The amount of time missed after such a procedure has varied greatly among Major League players.

Jeremy Bonderman, for instance, underwent surgery for thoracic outlet syndrome in June 2008, missed the rest of the season and then missed much of the '09 season because of the resulting damage around the nerves in his shoulder.

Matt Harrison, on the other hand, had surgery in August 2009 and resumed throwing bullpens in less than a month.

For now, though, Carpenter and the Cardinals are encouraged by the improvement he has felt since Monday. Carpenter threw about 40 pitches in this latest bullpen session.

"It was good to go down and get an opinion of why, the other day, it kind of went backwards," Carpenter said. "I felt good again today. We're going to go by the way that I feel."

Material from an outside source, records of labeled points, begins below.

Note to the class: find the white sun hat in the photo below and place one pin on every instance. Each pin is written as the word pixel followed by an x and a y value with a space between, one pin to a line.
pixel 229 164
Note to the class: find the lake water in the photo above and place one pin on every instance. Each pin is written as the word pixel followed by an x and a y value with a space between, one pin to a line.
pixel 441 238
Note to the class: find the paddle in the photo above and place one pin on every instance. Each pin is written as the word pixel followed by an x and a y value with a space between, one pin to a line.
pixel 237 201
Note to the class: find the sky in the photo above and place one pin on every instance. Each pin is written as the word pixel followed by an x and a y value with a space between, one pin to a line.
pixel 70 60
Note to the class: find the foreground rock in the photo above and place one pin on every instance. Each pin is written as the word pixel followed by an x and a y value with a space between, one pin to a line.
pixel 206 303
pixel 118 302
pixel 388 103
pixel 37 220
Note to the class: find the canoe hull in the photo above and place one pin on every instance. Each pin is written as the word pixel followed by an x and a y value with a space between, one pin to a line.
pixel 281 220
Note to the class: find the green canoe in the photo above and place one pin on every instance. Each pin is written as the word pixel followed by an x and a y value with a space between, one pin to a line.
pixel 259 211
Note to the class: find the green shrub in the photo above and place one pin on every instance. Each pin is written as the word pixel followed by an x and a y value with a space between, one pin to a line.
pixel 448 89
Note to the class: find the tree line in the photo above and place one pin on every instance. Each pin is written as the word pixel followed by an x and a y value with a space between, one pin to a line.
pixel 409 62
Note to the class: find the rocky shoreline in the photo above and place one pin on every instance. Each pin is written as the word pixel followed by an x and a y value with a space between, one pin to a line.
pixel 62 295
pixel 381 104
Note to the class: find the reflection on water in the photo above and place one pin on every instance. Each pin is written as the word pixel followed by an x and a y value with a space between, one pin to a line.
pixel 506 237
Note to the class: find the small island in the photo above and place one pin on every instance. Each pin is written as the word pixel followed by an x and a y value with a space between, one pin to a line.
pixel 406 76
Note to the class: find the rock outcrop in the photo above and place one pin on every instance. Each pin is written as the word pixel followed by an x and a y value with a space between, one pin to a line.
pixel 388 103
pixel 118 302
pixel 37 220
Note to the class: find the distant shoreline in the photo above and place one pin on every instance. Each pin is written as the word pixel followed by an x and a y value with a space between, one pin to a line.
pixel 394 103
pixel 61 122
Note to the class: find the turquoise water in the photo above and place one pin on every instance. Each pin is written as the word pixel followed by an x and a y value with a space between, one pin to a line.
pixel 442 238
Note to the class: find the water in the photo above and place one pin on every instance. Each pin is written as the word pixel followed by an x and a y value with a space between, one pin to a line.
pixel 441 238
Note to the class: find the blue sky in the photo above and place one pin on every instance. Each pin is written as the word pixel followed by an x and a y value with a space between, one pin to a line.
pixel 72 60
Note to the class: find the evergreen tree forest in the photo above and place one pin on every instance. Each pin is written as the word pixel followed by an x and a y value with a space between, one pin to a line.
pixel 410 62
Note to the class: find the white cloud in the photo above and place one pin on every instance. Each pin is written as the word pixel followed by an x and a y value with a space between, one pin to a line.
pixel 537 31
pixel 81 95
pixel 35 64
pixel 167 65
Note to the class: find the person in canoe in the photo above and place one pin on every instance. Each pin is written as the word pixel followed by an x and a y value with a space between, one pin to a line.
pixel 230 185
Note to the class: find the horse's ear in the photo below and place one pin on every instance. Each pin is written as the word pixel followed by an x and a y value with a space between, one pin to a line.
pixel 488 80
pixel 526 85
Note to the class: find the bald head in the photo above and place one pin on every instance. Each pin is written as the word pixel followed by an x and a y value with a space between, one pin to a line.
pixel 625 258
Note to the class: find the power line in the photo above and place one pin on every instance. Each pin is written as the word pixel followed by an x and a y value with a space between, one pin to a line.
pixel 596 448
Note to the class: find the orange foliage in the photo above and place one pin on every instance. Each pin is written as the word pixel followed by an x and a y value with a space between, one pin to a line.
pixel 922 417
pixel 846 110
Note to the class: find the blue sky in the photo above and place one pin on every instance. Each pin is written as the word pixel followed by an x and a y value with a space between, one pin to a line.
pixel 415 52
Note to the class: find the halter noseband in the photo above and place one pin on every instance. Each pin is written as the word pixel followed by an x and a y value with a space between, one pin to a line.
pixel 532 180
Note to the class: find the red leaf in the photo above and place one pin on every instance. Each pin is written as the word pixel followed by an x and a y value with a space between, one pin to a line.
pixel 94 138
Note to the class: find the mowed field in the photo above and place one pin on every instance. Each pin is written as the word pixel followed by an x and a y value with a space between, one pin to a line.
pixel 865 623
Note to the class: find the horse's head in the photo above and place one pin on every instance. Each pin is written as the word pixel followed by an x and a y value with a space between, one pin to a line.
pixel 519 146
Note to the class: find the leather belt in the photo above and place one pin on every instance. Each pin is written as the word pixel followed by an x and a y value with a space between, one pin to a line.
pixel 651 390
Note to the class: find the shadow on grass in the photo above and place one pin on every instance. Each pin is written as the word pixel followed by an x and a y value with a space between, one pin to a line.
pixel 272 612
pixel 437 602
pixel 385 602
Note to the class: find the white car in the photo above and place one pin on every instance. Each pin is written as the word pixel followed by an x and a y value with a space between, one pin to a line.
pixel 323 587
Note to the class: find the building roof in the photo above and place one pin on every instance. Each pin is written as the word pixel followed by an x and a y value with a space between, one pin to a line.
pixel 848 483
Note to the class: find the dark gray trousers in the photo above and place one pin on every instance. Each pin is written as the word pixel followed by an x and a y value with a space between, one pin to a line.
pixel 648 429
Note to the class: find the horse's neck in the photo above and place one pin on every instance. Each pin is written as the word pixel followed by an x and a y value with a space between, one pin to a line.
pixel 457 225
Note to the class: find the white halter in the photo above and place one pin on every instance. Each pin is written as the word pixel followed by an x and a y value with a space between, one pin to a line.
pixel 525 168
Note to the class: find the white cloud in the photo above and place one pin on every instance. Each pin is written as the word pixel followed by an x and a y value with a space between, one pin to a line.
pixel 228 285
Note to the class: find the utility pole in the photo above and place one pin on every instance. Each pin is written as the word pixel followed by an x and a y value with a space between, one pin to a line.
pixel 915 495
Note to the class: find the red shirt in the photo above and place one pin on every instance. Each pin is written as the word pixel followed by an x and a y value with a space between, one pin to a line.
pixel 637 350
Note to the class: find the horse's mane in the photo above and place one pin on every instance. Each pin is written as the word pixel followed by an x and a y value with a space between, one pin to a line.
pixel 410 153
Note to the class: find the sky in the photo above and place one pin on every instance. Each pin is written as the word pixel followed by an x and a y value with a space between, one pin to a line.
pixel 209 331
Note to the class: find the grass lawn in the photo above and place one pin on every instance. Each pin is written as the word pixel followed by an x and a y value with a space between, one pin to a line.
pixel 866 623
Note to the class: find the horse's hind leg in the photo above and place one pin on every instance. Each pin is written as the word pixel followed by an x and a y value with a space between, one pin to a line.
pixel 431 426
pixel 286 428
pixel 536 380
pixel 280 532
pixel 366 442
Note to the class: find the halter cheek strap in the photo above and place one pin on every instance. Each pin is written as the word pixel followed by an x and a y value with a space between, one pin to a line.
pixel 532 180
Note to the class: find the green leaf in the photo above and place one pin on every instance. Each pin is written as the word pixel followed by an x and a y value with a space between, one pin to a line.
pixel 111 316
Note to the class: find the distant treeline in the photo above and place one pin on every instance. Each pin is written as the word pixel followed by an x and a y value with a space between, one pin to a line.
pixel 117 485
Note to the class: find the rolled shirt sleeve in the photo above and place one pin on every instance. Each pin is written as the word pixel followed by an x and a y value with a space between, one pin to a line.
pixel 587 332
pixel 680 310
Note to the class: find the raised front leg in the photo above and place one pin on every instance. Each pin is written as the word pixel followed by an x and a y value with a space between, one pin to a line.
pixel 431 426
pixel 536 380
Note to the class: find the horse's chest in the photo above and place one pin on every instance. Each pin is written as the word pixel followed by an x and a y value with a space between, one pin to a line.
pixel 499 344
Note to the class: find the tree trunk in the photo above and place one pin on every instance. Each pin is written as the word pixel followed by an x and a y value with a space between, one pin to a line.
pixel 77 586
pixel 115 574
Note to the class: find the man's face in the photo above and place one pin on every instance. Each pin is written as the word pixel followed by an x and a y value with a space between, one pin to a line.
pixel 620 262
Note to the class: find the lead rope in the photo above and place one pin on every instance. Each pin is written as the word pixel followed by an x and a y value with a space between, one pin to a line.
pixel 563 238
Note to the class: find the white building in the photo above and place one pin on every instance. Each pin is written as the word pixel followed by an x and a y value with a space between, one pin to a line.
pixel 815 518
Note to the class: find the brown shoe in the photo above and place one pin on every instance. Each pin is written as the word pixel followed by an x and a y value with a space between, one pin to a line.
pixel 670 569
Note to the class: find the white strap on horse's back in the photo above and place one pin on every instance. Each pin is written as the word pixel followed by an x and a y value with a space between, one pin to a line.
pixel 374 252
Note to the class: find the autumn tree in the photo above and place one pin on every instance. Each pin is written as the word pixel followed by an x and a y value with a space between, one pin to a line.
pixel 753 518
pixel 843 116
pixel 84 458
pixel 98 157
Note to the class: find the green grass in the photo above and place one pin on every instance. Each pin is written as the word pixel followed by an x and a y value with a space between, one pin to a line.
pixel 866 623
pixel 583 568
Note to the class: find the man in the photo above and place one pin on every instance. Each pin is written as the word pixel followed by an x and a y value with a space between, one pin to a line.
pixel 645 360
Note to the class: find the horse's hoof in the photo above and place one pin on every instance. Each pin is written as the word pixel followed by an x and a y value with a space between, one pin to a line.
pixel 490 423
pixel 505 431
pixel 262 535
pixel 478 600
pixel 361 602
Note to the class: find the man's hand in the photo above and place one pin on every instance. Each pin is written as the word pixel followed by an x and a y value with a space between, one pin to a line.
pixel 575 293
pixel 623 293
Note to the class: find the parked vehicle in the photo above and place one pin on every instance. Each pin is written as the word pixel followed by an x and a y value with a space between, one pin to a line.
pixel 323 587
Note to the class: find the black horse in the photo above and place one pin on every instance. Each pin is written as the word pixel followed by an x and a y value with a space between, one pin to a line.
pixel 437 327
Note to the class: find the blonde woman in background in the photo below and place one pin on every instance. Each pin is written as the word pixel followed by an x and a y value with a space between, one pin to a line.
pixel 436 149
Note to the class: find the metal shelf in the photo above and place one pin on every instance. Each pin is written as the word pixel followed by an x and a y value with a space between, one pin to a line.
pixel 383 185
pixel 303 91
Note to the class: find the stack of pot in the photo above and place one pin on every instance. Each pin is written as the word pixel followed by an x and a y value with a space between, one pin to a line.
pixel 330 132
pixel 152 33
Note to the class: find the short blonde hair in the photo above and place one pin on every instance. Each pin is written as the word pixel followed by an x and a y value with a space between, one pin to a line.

Carpenter likely won't throw again until Monday -- assuming his arm continues to feel strong -- and it has not yet been determined whether that next session will take place in the bullpen or out on the field against hitters.

"They seem to have found a title to what he has, which I think is comforting to him, comforting to all of us," Cardinals manager Mike Matheny said. "But there's really not a game plan or protocol to what he has to follow. It's going to be mostly how he feels. There's not a timetable right now."